Deirdre DeJear has announced her candidacy for the Democratic nomination for governor in Iowa. In Florida, Democratic Rep. Val Demings is running for the Senate. In North Carolina, former state Sen. Erica Smith and former state Supreme Court Chief Justice Cheri Beasley are competing in the Democratic primary for Senate.

And in Virginia, Winsome Sears was elected lieutenant governor as a Republican.

But none has the national stature of Abrams.

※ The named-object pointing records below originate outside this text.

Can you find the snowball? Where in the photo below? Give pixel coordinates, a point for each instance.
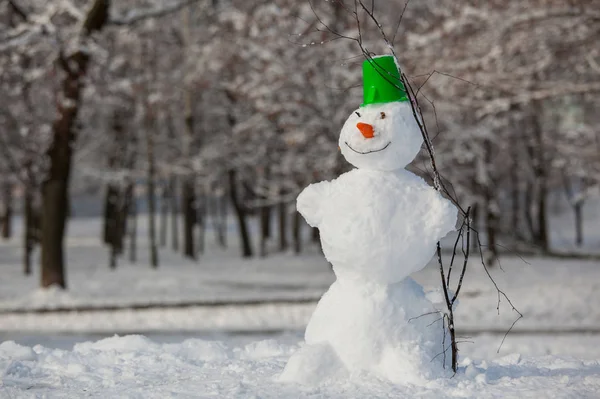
(396, 142)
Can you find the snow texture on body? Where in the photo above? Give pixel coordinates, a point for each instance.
(378, 224)
(136, 367)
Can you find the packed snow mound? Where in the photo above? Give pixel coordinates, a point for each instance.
(377, 226)
(392, 331)
(136, 367)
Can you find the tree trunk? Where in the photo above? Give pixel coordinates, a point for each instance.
(55, 187)
(164, 211)
(201, 222)
(240, 212)
(6, 218)
(151, 200)
(133, 229)
(174, 214)
(28, 229)
(315, 236)
(283, 243)
(189, 217)
(539, 168)
(297, 232)
(221, 215)
(111, 224)
(578, 208)
(489, 207)
(265, 228)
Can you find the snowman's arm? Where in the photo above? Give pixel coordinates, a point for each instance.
(310, 202)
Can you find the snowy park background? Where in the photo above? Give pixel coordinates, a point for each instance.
(195, 126)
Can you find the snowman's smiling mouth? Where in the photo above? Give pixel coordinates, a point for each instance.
(367, 152)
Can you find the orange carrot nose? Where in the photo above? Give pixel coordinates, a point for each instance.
(366, 130)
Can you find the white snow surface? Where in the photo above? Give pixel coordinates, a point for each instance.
(386, 150)
(136, 367)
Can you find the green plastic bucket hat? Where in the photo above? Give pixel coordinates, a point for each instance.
(381, 81)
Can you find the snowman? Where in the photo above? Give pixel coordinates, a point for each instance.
(378, 224)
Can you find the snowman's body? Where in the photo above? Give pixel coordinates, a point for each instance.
(378, 224)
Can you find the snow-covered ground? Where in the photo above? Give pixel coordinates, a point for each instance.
(196, 349)
(136, 367)
(276, 292)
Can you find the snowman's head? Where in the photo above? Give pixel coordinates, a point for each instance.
(381, 136)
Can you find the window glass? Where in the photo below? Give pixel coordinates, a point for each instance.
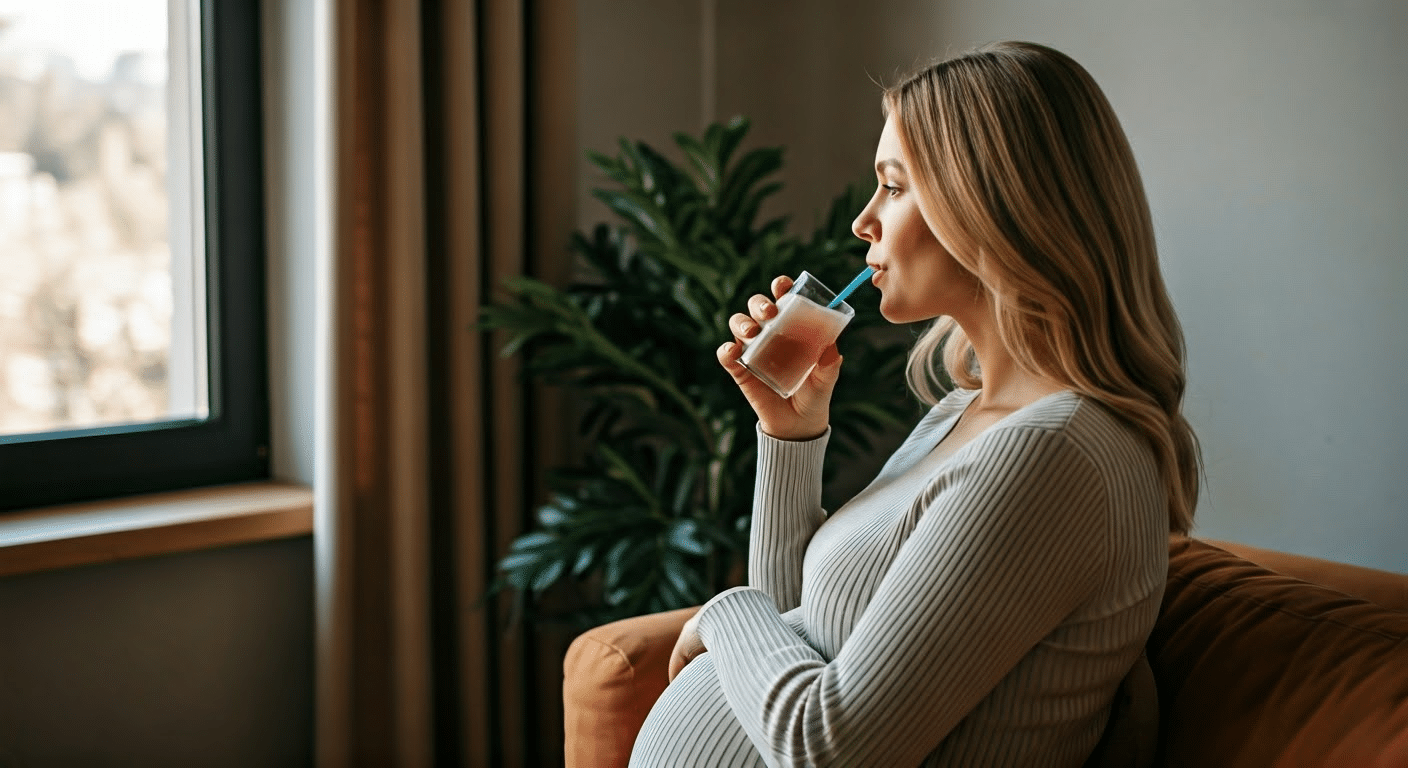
(102, 299)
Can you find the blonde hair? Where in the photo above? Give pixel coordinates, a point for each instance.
(1028, 179)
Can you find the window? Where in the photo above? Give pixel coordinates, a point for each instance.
(131, 248)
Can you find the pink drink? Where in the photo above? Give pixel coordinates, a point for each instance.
(790, 344)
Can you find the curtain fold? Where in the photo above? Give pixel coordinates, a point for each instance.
(442, 117)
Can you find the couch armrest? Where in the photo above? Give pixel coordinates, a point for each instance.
(611, 678)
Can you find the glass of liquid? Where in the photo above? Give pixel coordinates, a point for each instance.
(787, 347)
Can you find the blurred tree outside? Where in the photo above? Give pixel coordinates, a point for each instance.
(86, 295)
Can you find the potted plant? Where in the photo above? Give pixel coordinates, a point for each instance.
(656, 516)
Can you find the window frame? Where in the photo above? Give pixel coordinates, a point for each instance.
(233, 443)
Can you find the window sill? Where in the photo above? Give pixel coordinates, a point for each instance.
(152, 524)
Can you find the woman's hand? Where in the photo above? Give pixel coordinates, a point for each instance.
(807, 413)
(686, 647)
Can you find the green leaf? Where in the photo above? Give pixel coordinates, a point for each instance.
(686, 537)
(548, 575)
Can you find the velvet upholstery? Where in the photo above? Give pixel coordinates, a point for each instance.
(1258, 658)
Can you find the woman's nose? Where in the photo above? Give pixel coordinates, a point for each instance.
(865, 226)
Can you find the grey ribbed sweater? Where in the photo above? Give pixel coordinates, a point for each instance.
(977, 609)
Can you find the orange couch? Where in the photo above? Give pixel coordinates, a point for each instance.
(1258, 658)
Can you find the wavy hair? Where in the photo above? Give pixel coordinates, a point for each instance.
(1027, 178)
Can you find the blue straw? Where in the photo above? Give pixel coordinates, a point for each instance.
(865, 275)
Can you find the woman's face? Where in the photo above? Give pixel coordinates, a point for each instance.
(918, 279)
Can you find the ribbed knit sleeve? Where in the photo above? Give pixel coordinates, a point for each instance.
(786, 515)
(1010, 540)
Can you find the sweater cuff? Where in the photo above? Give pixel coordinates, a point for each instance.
(731, 605)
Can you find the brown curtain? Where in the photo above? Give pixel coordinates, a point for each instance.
(451, 152)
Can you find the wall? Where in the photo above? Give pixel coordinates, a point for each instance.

Since 2018, Abrams was named to Time magazine’s list of the world’s 100 most influential people. She was featured in Vogue and interviewed on a podcast by the Duke and Duchess of Sussex. She wrote two books, including a legal thriller. She sold one of her old romance novels, written under the pen name Selena Montgomery, for development as a television program. She launched a 12-city speaking tour.

She considered a run for president in 2020 before eventually deciding against it. When Biden became the nominee, she openly lobbied to be his running mate, a position that ultimately went to Kamala Harris, the first Black woman and first person of South Asian descent to hold that post.